Ce que le sida m’a fait – Art et activisme à la fin du XXe siècle

Publié le 31 janvier par Heta Rundgren

Ouvrage d’Elisabeth Lebovici, les presses du réel, mai 2017.

L’historienne et critique d’art revisite, avec sa mémoire de témoin, les liens entre art et activisme durant les « années sida » en France et aux États-Unis. Composé de textes monographiques, d’entretiens et d’essais thématiques, cet ouvrage rédigé à la première personne rend compte d’une créativité artistique et activiste née de l’urgence de vivre et du combat pour la reconnaissance de tous·tes.

Restituer la parole des ami·e·s de lutte, articuler les « je » et « nous » d’alors et d’aujourd’hui, faire retour sur des faits et affects peu connus du public français, analyser l’« épidémie de la représentation » consécutif à l’apparition du sida : telle est l’entreprise de cet ouvrage, conçu par Elisabeth Lebovici comme un véritable « discours de la méthode » où, toujours, le personnel est politique, le public et le privé s’intriquent. Engagée aux côtés des activistes français et américains de la lutte contre le sida, observatrice privilégiée, en tant qu’historienne de l’art et journaliste, des débats et enjeux des années 1980 et 1990, l’auteure analyse ce moment charnière des liens entre art et activisme, qu’elle revisite avec sa mémoire de témoin, en survivante affectée.
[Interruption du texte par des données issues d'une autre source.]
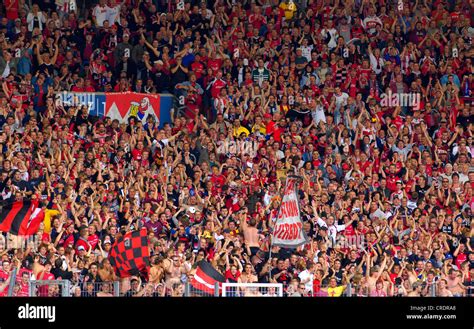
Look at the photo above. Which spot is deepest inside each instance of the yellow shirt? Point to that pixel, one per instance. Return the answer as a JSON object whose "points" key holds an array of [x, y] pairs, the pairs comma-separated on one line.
{"points": [[47, 219], [241, 130], [289, 8], [262, 129], [336, 292]]}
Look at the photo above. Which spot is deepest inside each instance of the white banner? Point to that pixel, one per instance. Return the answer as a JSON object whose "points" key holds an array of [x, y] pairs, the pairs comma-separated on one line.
{"points": [[288, 229]]}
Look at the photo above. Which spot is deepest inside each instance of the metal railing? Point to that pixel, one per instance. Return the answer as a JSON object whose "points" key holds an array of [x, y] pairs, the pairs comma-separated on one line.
{"points": [[49, 288], [65, 288]]}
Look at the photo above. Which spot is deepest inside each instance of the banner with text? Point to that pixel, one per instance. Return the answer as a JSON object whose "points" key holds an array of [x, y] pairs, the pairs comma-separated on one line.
{"points": [[288, 230], [120, 106]]}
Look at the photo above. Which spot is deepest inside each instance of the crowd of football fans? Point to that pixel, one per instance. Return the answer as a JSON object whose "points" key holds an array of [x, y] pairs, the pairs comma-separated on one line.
{"points": [[264, 89]]}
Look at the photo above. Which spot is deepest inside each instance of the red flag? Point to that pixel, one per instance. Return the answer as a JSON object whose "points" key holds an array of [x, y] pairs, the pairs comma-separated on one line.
{"points": [[130, 254], [21, 217], [206, 277]]}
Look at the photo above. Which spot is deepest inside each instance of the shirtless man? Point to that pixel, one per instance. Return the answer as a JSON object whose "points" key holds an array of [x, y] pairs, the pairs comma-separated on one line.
{"points": [[251, 236], [248, 276], [373, 274], [174, 271], [443, 291], [416, 292], [454, 283], [157, 271]]}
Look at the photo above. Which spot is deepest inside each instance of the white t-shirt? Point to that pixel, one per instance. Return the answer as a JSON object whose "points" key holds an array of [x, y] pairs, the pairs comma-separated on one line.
{"points": [[101, 14], [304, 276], [306, 52], [341, 100], [113, 14]]}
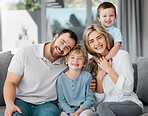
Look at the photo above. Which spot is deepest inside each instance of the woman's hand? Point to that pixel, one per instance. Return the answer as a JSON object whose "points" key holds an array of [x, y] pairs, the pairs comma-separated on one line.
{"points": [[104, 64]]}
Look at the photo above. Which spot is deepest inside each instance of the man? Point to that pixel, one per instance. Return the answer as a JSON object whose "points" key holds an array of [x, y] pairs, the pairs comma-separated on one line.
{"points": [[30, 86]]}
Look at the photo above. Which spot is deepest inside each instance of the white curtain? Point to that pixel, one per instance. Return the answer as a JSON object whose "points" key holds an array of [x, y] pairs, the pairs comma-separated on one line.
{"points": [[129, 22], [0, 33]]}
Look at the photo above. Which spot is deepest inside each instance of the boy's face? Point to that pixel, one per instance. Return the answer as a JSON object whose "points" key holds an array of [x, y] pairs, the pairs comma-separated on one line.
{"points": [[75, 61], [107, 17]]}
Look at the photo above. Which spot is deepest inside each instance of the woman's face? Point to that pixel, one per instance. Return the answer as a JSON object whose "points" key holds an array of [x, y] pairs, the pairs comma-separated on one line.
{"points": [[98, 43]]}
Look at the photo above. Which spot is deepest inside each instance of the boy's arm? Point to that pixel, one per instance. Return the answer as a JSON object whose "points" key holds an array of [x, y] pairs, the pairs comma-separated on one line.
{"points": [[88, 103], [113, 51], [62, 100]]}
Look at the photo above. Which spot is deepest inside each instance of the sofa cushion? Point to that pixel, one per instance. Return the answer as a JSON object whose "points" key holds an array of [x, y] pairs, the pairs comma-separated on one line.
{"points": [[5, 59], [142, 85]]}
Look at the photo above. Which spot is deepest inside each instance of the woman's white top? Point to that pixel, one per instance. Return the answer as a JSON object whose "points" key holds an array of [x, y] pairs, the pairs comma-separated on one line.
{"points": [[123, 89]]}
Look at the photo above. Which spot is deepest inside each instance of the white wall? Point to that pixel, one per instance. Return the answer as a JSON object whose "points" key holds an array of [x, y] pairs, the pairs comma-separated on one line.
{"points": [[144, 7], [12, 23]]}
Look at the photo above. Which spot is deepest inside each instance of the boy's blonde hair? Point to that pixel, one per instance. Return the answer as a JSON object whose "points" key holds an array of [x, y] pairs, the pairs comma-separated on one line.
{"points": [[78, 49], [105, 5]]}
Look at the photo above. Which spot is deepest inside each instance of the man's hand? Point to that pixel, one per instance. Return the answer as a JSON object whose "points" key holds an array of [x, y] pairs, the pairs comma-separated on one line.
{"points": [[13, 108]]}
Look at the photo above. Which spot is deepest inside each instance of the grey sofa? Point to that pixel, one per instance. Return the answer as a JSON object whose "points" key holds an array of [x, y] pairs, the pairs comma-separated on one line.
{"points": [[140, 77]]}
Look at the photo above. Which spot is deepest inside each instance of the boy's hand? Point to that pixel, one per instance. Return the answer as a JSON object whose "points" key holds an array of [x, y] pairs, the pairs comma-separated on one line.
{"points": [[13, 108]]}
Monographies, entretiens et essais thématiques composent ce volume, rédigé de manière assumée – la seule possible – à la première personne. Il propose ainsi, dans un va-et-vient constant entre les États-Unis et la France, une cosmologie élective : ACT UP, les « arbres téléphoniques », Richard Baquié, Gregg Bordowitz, Alain Buffard, Douglas Crimp, les « enterrements politiques », General Idea, Nan Goldin, Félix González-Torres, Gran Fury, L’Hiver de l’amour, Roni Horn, Eve Kosofsky Sedgwick, Zoe Leonard, Mark Morrisroe, William Ollander, le « Patchwork de noms », The Real Estate Show, Lionel Soukaz, Philippe Thomas, Georges Tony Stoll, Paul Vecchiali, David Wojnarowicz, Dana Wyse, les zaps, etc.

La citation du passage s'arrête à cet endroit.